According to Hal Smith of The Compulsive Explainer (see my blogroll), the tragedy of our time is, simply put, failed social engineering. Most of his blog post is quoted below:
Americans, for example, have decided to let other forces manage their nation — and not let Americans themselves manage it. At least this is what I see happening, with the election of Trump. They have handed the management of their country over to a man with a collection of wacky ideas — and they feel comfortable with this. Mismanagement is going on everywhere — and why not include the government in this?
This is typical behavior for a successful society in decline. They cannot see what made them successful, has been taken too far — and is now working against them. The sensible thing for them to do is back off for awhile, analyze their situation — and ask “What is going wrong here?” But they never do this — and a collapse ensues.
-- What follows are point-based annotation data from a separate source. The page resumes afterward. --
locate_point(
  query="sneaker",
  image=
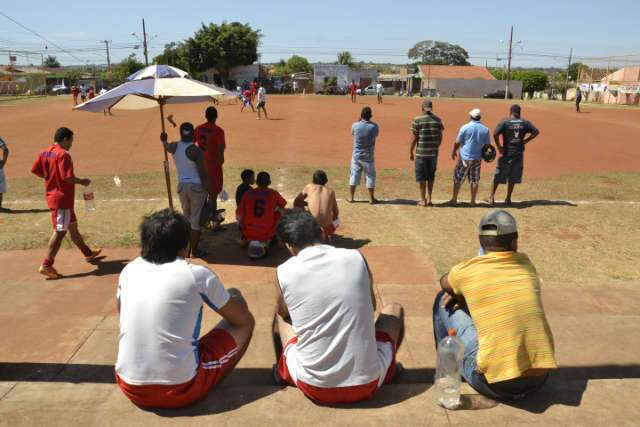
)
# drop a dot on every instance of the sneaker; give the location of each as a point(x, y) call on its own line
point(49, 272)
point(93, 256)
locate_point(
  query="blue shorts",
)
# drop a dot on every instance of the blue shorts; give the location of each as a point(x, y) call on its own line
point(369, 169)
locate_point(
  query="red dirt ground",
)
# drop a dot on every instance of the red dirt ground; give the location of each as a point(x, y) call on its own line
point(315, 131)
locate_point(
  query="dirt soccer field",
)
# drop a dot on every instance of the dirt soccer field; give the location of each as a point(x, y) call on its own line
point(316, 131)
point(578, 215)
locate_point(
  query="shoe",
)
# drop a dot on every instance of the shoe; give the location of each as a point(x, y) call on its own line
point(49, 272)
point(93, 256)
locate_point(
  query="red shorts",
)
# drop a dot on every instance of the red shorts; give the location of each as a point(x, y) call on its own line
point(61, 218)
point(218, 355)
point(336, 395)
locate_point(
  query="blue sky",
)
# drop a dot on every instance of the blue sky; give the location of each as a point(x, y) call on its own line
point(379, 31)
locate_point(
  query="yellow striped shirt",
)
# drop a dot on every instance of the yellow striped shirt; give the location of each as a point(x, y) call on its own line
point(502, 292)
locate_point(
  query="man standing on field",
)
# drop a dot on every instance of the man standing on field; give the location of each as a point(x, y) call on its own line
point(210, 139)
point(515, 132)
point(427, 137)
point(55, 166)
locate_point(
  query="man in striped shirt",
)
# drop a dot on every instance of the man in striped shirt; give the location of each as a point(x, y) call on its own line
point(427, 136)
point(493, 302)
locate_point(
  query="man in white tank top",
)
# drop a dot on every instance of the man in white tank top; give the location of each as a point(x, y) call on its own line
point(332, 350)
point(192, 181)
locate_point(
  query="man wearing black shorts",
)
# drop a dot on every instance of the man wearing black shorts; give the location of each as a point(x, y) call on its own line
point(427, 136)
point(516, 132)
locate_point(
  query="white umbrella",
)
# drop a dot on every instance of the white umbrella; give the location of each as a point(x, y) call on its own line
point(152, 86)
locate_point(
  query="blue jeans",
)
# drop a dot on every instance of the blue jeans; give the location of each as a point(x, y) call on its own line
point(460, 320)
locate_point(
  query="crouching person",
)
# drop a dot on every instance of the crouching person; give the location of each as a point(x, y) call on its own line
point(161, 363)
point(332, 350)
point(493, 302)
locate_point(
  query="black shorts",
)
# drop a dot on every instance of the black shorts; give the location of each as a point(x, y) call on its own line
point(426, 168)
point(509, 169)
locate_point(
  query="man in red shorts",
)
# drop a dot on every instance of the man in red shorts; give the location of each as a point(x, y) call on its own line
point(259, 212)
point(161, 362)
point(210, 138)
point(55, 166)
point(331, 348)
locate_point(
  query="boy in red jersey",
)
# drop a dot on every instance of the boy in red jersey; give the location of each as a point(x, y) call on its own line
point(55, 166)
point(259, 212)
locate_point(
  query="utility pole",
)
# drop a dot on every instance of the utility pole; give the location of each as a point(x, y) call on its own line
point(506, 92)
point(106, 45)
point(144, 42)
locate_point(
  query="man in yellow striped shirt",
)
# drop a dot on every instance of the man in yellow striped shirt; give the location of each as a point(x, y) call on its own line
point(494, 303)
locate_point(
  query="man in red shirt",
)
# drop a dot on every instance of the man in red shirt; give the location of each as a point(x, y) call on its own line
point(210, 139)
point(259, 211)
point(55, 166)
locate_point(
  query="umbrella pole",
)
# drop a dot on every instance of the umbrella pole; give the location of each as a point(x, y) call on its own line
point(167, 177)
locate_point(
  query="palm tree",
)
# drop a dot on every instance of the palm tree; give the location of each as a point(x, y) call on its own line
point(345, 58)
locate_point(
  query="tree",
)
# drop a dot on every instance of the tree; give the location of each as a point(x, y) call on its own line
point(51, 62)
point(295, 64)
point(345, 58)
point(532, 81)
point(439, 53)
point(221, 46)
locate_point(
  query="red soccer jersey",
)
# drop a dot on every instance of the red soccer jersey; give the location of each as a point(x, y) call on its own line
point(55, 165)
point(258, 215)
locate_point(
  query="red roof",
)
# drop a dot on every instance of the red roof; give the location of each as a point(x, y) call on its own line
point(469, 72)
In our present case, the collapse involves a global society based on Capitalism — that cannot adapt itself to a Computer-based economy. The Software ecosystem operates differently — it is based on cooperation, not competition.
Capitalism was based on just that — Capital — money making money. And it was very successful — for those it favored. Money is still important in the Computer economy — people still have to be paid. But what they are being paid for has changed — information is now being managed, something different entirely.
Hardware is still important — but that is not where the Big Money is being made. It is now being made in Computers, and their Software.
I’m sympathetic to this view but believe that a look back through history reveals something other than missed opportunities and too-slow adaptation as we fumbled our way forward, namely, repeated catastrophic failures. Such epic fails include regional and global wars, genocides, and societal collapses that rise well above the rather bland term mismanagement. A really dour view of history, taking into account more than a few truly vicious, barbaric episodes, might regard the world as a nearly continuous stage of horrors from which we periodically take refuge, and the last of these phases is drawing quickly to a close.
The breakneck speed of technological innovation and information exchange has resulted not in Fukuyama’s mistakenly exuberant “end of history” (kinda-sorta winning the Cold War but nevertheless losing the peace?) but instead an epoch where humans are frankly left behind by follow-on effects of their own unrestrained restlessness. Further, if history is a stage of horrors, then geopolitics is theater of the absurd. News reports throughout the new U.S. presidential administration, still less than 6 months in (more precisely, 161 days or 23 weeks), tell of massive economic and geopolitical instabilities threatening to collapse the house of cards with only a slight breeze. Contortions press agents and politicized news organs go through to provide cover for tweets, lies, and inanities emanating from the disturbed mind of 45 are carnival freak show acts. Admittedly, not much has changed over the previous two administrations — alterations of degree only, not kind — except perhaps to demonstrate beyond any shadow of doubt that our elected, appointed, and purchased leaders (acknowledging many paths to power) are fundamentally incompetent to deal effectively with human affairs, much less enact social engineering projects beyond the false happiness of Facebook algorithms that hide bad news. Look no further than the egregious awfulness of both presidential candidates in the last election coughed up like hairballs from the mouths of their respective parties. The aftermath of those institutional failures finds both major parties in shambles, further degraded than their already deplorable states prior to the election.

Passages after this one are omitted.